In a full repairing and insuring lease, whose responsibility is the repair of an ‘inherent fault’. Guttering and downpipes not coping with the rain (causing damage to a wooden door lintel and a wooden frame window of a neighbour)in an old listed building. Also (sorry!) in assignment, does ‘the remedying of any subsisting material breach of any of the tenant’s covenants contained in lease prior to and at the date’ mean anything, is it enforceable ?.
Many thanks
Really useful blog – thanks ! Wanted to check on something however. We have a periodic tenancy with no written agreement or lease and have been there for almost 25 years. The landlord increased the rent by 100% 3 years ago and promised to undertake repairs. No repairs have been made and now he has written to me telling me that the rent will increase by 30% with immediate effect. Am I bound to accept this as I have no written agreement and if I dont can he give me notice to quit ? I am unclear as to what would happen if he served notice and I then applied for a new tenancy – would this be under new conditions so sort of defeating the point of just giving him the rent increase from the off ? Thanks
Steven
The ability to receive a temporary reduction in rent will largely depend on whether or not the landlord is also the owner of the adjoining buildings. If so, the disruption caused may constitute a breach of the covenants and obligations in your lease but as you will appreciate this will very much depend on the specific terms of your lease. It may however be a starting point for any negotiations.
If the landlord is not the owner of the adjoining buildings then any reduction in rent would be at the discretion of the landlord and generally speaking commercial leases do not usually contain any clauses requiring the landlord to consider such a request.
In terms of the insurance obligations this will depend on the specific terms of the lease – does the obligation for example provide that premiums are to be reasonably and competitively priced?

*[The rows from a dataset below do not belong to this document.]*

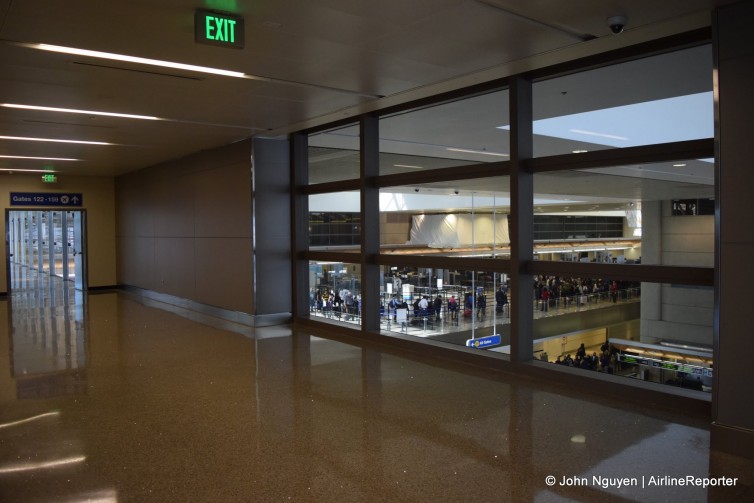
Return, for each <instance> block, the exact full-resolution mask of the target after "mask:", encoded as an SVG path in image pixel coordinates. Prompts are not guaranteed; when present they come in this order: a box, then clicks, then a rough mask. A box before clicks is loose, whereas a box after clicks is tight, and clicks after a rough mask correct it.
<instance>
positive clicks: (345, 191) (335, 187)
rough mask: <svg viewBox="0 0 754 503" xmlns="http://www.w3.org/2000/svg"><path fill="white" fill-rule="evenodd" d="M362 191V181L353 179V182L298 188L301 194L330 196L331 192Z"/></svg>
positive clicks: (332, 182) (306, 185)
mask: <svg viewBox="0 0 754 503" xmlns="http://www.w3.org/2000/svg"><path fill="white" fill-rule="evenodd" d="M355 190H361V180H359V179H358V178H353V179H351V180H338V181H337V182H325V183H314V184H311V185H303V186H301V187H298V189H297V191H298V193H299V194H305V195H312V194H328V193H330V192H350V191H355Z"/></svg>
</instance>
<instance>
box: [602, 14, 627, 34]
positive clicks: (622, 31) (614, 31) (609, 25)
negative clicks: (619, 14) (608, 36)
mask: <svg viewBox="0 0 754 503" xmlns="http://www.w3.org/2000/svg"><path fill="white" fill-rule="evenodd" d="M626 23H628V18H626V16H622V15H617V16H610V17H609V18H607V26H608V28H610V31H612V32H613V34H614V35H617V34H619V33H623V30H624V29H625V28H626Z"/></svg>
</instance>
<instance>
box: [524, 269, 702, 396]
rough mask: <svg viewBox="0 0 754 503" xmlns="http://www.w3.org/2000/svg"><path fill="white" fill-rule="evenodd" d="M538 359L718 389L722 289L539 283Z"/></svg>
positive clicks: (537, 310)
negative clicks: (713, 331) (719, 310)
mask: <svg viewBox="0 0 754 503" xmlns="http://www.w3.org/2000/svg"><path fill="white" fill-rule="evenodd" d="M534 296H535V302H536V303H537V308H536V310H535V319H534V346H533V348H532V349H533V354H534V357H535V358H536V359H539V360H541V361H547V362H550V363H555V364H560V365H565V366H570V367H576V368H580V369H583V370H586V371H595V372H606V373H610V374H617V375H621V376H624V377H630V378H634V379H641V380H644V381H650V382H655V383H659V384H665V385H670V386H678V387H684V388H691V389H697V390H703V391H706V392H710V391H711V389H712V388H711V386H712V374H713V371H712V367H713V357H712V334H713V325H712V323H713V302H714V289H713V288H711V287H695V286H683V285H669V284H659V283H631V282H621V281H612V280H610V279H609V278H561V277H554V276H539V277H537V278H535V294H534Z"/></svg>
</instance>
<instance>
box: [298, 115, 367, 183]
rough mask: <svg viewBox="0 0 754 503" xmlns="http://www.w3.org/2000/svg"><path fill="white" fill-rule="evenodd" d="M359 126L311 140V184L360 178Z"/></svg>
mask: <svg viewBox="0 0 754 503" xmlns="http://www.w3.org/2000/svg"><path fill="white" fill-rule="evenodd" d="M359 149H360V147H359V126H358V125H352V126H347V127H342V128H338V129H332V130H330V131H325V132H322V133H315V134H312V135H310V136H309V183H310V184H316V183H325V182H336V181H339V180H351V179H354V178H359V176H360V173H361V170H360V161H359Z"/></svg>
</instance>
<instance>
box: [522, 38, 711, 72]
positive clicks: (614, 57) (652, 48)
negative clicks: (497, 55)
mask: <svg viewBox="0 0 754 503" xmlns="http://www.w3.org/2000/svg"><path fill="white" fill-rule="evenodd" d="M711 42H712V28H711V27H706V28H700V29H698V30H693V31H689V32H686V33H679V34H677V35H671V36H669V37H665V38H660V39H657V40H651V41H649V42H644V43H641V44H636V45H631V46H628V47H622V48H620V49H616V50H614V51H609V52H604V53H600V54H595V55H593V56H588V57H586V58H581V59H575V60H573V61H568V62H565V63H561V64H559V65H554V66H549V67H546V68H542V69H539V70H533V71H531V72H528V73H527V74H526V75H527V77H528V78H530V79H532V80H533V81H537V80H544V79H551V78H555V77H560V76H563V75H569V74H572V73H576V72H584V71H587V70H592V69H595V68H600V67H604V66H612V65H615V64H619V63H623V62H626V61H631V60H636V59H639V58H646V57H649V56H654V55H657V54H662V53H666V52H670V51H678V50H681V49H687V48H689V47H695V46H699V45H703V44H709V43H711Z"/></svg>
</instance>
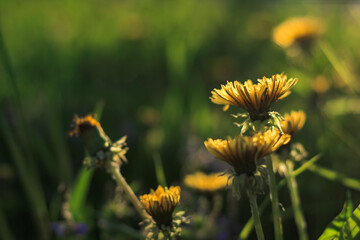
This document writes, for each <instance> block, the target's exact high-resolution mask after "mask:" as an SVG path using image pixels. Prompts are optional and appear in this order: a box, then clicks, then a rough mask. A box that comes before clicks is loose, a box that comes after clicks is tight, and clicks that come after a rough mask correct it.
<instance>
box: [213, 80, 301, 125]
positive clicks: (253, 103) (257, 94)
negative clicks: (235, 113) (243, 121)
mask: <svg viewBox="0 0 360 240" xmlns="http://www.w3.org/2000/svg"><path fill="white" fill-rule="evenodd" d="M296 83H297V79H296V78H294V79H293V78H291V79H287V76H286V75H285V74H276V75H273V76H272V77H271V78H266V77H263V78H262V79H258V83H257V84H254V83H253V82H252V81H251V80H247V81H246V82H245V83H244V84H241V83H240V82H238V81H234V82H227V84H226V85H221V89H214V90H213V91H212V92H211V93H212V96H211V97H210V99H211V101H212V102H213V103H215V104H219V105H225V106H228V105H232V106H238V107H241V108H243V109H245V110H246V111H248V112H249V114H250V118H251V119H252V120H253V121H255V120H261V121H262V120H265V119H268V118H269V114H268V112H269V111H270V106H271V104H273V103H274V102H275V101H277V100H278V99H282V98H284V97H286V96H287V95H289V94H290V89H291V88H292V87H293V86H294V85H295V84H296Z"/></svg>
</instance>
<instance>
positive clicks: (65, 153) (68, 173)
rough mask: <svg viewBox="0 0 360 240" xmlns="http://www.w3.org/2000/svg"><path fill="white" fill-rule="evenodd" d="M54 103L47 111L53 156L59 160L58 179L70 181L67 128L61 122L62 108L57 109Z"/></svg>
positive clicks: (70, 179)
mask: <svg viewBox="0 0 360 240" xmlns="http://www.w3.org/2000/svg"><path fill="white" fill-rule="evenodd" d="M54 105H56V104H53V106H52V107H50V108H49V110H48V111H47V118H48V121H47V123H48V128H49V130H48V132H49V135H50V141H51V143H52V146H53V149H54V156H53V158H55V159H56V161H57V166H58V169H57V172H58V174H57V175H58V176H57V177H58V179H59V181H61V182H66V183H70V182H71V178H72V176H71V175H72V174H71V173H72V166H71V161H70V159H71V158H70V153H69V148H68V147H67V145H66V141H65V132H66V131H65V130H64V129H63V127H62V125H61V123H60V119H61V118H60V116H59V113H60V110H59V109H57V110H55V109H54V108H57V107H56V106H54Z"/></svg>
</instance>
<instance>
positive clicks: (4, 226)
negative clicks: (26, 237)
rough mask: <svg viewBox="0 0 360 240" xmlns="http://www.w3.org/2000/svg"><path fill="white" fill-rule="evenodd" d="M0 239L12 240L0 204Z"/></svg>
mask: <svg viewBox="0 0 360 240" xmlns="http://www.w3.org/2000/svg"><path fill="white" fill-rule="evenodd" d="M0 238H1V239H6V240H13V239H14V236H13V235H12V234H11V232H10V228H9V226H8V224H7V222H6V218H5V213H4V211H3V209H2V204H0Z"/></svg>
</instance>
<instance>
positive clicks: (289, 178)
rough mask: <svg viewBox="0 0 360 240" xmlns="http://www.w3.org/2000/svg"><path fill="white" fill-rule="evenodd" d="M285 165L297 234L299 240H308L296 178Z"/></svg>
mask: <svg viewBox="0 0 360 240" xmlns="http://www.w3.org/2000/svg"><path fill="white" fill-rule="evenodd" d="M285 164H286V172H285V176H286V180H287V186H288V189H289V192H290V198H291V204H292V206H293V209H294V217H295V222H296V227H297V229H298V233H299V239H300V240H308V239H309V237H308V235H307V233H306V221H305V217H304V215H303V212H302V209H301V203H300V197H299V192H298V187H297V182H296V178H295V177H294V176H292V174H291V173H292V170H291V169H292V168H291V166H289V163H287V162H286V163H285Z"/></svg>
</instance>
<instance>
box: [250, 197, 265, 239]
mask: <svg viewBox="0 0 360 240" xmlns="http://www.w3.org/2000/svg"><path fill="white" fill-rule="evenodd" d="M246 193H247V195H248V197H249V202H250V207H251V213H252V216H253V219H254V225H255V231H256V235H257V237H258V240H264V239H265V237H264V232H263V230H262V226H261V221H260V213H259V209H258V206H257V202H256V195H255V194H254V193H253V192H252V191H251V190H246Z"/></svg>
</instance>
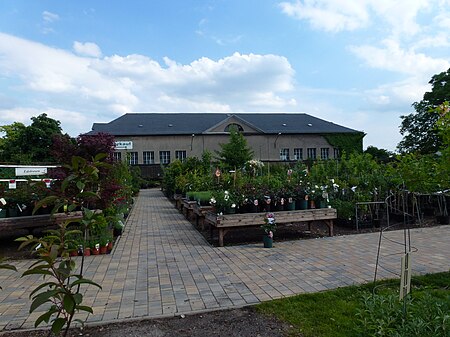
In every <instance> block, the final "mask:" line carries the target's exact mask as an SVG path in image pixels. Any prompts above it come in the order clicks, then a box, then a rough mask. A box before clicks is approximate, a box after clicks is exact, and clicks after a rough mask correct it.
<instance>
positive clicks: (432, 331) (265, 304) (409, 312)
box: [256, 272, 450, 337]
mask: <svg viewBox="0 0 450 337" xmlns="http://www.w3.org/2000/svg"><path fill="white" fill-rule="evenodd" d="M449 279H450V272H444V273H438V274H429V275H424V276H415V277H413V278H412V285H411V287H412V298H411V299H409V300H408V301H409V302H408V305H407V316H406V320H403V306H402V303H401V302H399V300H398V287H399V280H387V281H381V282H377V283H375V284H374V283H370V284H366V285H361V286H350V287H343V288H338V289H335V290H330V291H324V292H319V293H314V294H302V295H297V296H293V297H289V298H283V299H280V300H275V301H270V302H265V303H262V304H259V305H258V306H257V307H256V308H257V309H258V310H259V311H260V312H263V313H265V314H267V315H271V316H275V317H277V318H279V319H281V320H282V321H284V322H286V323H287V324H289V325H292V330H291V335H293V336H297V335H300V336H304V337H357V336H396V337H400V336H402V337H410V336H411V337H415V336H440V337H444V336H448V334H449V329H450V326H449V325H450V317H449V314H448V313H449V312H450V293H449V291H450V290H449V286H450V285H449ZM374 293H375V294H376V295H374ZM393 324H398V325H396V329H397V331H393V332H392V334H386V333H387V331H391V330H395V329H392V327H393ZM381 329H383V330H381ZM380 331H383V333H384V334H383V333H379V332H380Z"/></svg>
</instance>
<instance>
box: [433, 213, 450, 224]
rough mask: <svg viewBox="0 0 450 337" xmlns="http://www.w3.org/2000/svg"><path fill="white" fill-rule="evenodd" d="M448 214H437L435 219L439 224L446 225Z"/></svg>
mask: <svg viewBox="0 0 450 337" xmlns="http://www.w3.org/2000/svg"><path fill="white" fill-rule="evenodd" d="M449 218H450V217H449V216H448V215H437V216H436V221H437V223H438V224H441V225H448V224H449Z"/></svg>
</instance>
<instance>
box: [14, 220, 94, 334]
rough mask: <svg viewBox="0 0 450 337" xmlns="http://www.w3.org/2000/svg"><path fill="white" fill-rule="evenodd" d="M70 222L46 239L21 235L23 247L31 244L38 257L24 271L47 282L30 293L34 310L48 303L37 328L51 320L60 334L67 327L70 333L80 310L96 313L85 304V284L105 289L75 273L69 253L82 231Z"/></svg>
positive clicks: (53, 230) (30, 295) (24, 274)
mask: <svg viewBox="0 0 450 337" xmlns="http://www.w3.org/2000/svg"><path fill="white" fill-rule="evenodd" d="M67 225H68V223H63V224H61V225H60V227H59V229H57V230H51V231H48V232H47V235H46V236H44V237H43V238H35V237H33V236H32V235H29V236H27V237H22V238H18V239H17V240H16V241H19V242H22V244H21V245H20V247H19V249H23V248H24V247H25V246H31V251H32V252H36V254H37V256H38V258H37V261H36V262H35V263H33V264H32V265H31V267H30V268H29V269H28V270H27V271H25V272H24V273H23V274H22V277H23V276H27V275H40V276H42V277H43V281H42V283H41V284H40V285H38V286H37V287H36V288H35V289H34V290H33V291H32V292H31V294H30V298H31V299H32V303H31V306H30V313H32V312H34V311H35V310H36V309H38V308H40V307H41V306H44V308H45V312H44V313H43V314H42V315H40V316H39V317H38V318H37V319H36V321H35V327H37V326H39V325H40V324H41V323H43V322H45V323H49V322H51V331H52V332H53V333H55V334H59V333H60V332H61V331H62V330H63V328H64V327H65V330H64V333H63V336H67V333H68V330H69V327H70V325H71V323H72V322H73V319H74V316H75V315H76V314H77V313H79V312H80V311H84V312H88V313H91V314H92V313H93V310H92V308H91V307H89V306H86V305H83V294H82V293H81V292H80V286H81V285H93V286H96V287H98V288H101V286H100V285H98V284H97V283H95V282H93V281H91V280H89V279H86V278H84V277H83V276H82V274H80V273H75V271H76V269H77V268H76V264H75V261H73V260H72V259H71V258H70V256H69V251H70V250H71V249H73V248H71V247H73V246H74V245H76V242H75V241H73V240H74V239H73V238H74V237H75V236H76V235H78V234H81V231H78V230H68V228H67Z"/></svg>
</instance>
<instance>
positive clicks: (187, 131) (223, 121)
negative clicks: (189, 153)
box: [88, 112, 361, 136]
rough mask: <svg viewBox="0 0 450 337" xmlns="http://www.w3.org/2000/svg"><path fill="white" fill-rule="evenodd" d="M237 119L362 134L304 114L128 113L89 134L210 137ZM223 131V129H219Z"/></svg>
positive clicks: (329, 131)
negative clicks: (223, 125) (220, 124)
mask: <svg viewBox="0 0 450 337" xmlns="http://www.w3.org/2000/svg"><path fill="white" fill-rule="evenodd" d="M233 116H234V117H236V118H237V119H238V120H241V121H242V122H243V123H244V124H246V125H247V126H249V127H250V128H252V129H254V130H257V131H258V132H257V133H266V134H277V133H282V134H323V133H356V132H361V131H357V130H353V129H350V128H347V127H344V126H341V125H337V124H334V123H331V122H328V121H325V120H323V119H320V118H316V117H313V116H311V115H308V114H305V113H187V112H186V113H127V114H125V115H123V116H121V117H119V118H117V119H115V120H113V121H111V122H109V123H94V125H93V126H92V131H90V132H89V133H88V134H96V133H99V132H105V133H109V134H112V135H114V136H145V135H184V134H186V135H190V134H202V133H205V134H210V133H211V132H210V131H209V130H211V129H212V128H214V127H217V126H218V125H220V124H221V123H224V126H226V125H227V123H226V121H227V120H228V119H230V117H233ZM222 131H224V129H223V130H222Z"/></svg>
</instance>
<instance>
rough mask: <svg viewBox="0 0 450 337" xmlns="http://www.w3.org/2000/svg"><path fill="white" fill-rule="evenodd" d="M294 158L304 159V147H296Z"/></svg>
mask: <svg viewBox="0 0 450 337" xmlns="http://www.w3.org/2000/svg"><path fill="white" fill-rule="evenodd" d="M294 160H303V149H294Z"/></svg>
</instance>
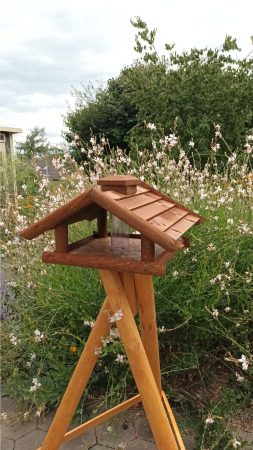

If not, the ability to challenge will be limited and as long as the landlord adopts a reasonable method when apportioning the insurance costs there may be little that can be done.
Please do feel free to contact me if you wish to discuss further.
Regards
Owen
Hi,
I am very happy to have stumbled across this blog and hopeful you can answer my questions.
Over the last 2 years our neighbouring buildings have had extensive renovation work causing disruption directly to our business. I applied for and received a temporary reduction in our business rates. Can we expect our landlord to also recognise the disruption and also offer a temporary reduction in our rent for the periods of time in question?
As many businesses do we pay our landlord insurance rent to cover the building insurance. I recently raised some questions about this as we usually pay close to £3000 a year to the landlord. After talking with several insurance companies I was told a policy to cover everything required by our lease and to the same level of cover for the building that the landlords policy covers it would cost less than £700. The landlord insures our building along with several others. He has provided me with a copy of one of the previous insurance policies which included ours and the other buildings. However, this also covers all other aspects of the landlords business insurance needs as whole policy and premium for the cover. The landlord has informed me they decide how much each premises should pay of the premium based on the area of the building. Our lease states what is required by the cover, that insurance rent will be charged ‘a fair and reasonable sum which the landlord spends each year to insure the property as required by the lease’. Are we being over charged to cover the landlords other insurance needs? If so how do we best dispute this?
As am I’m sure you can imagine these issues have come to light as we struggle to maintain our business and cash flow. Any advice would be greatly appreciated.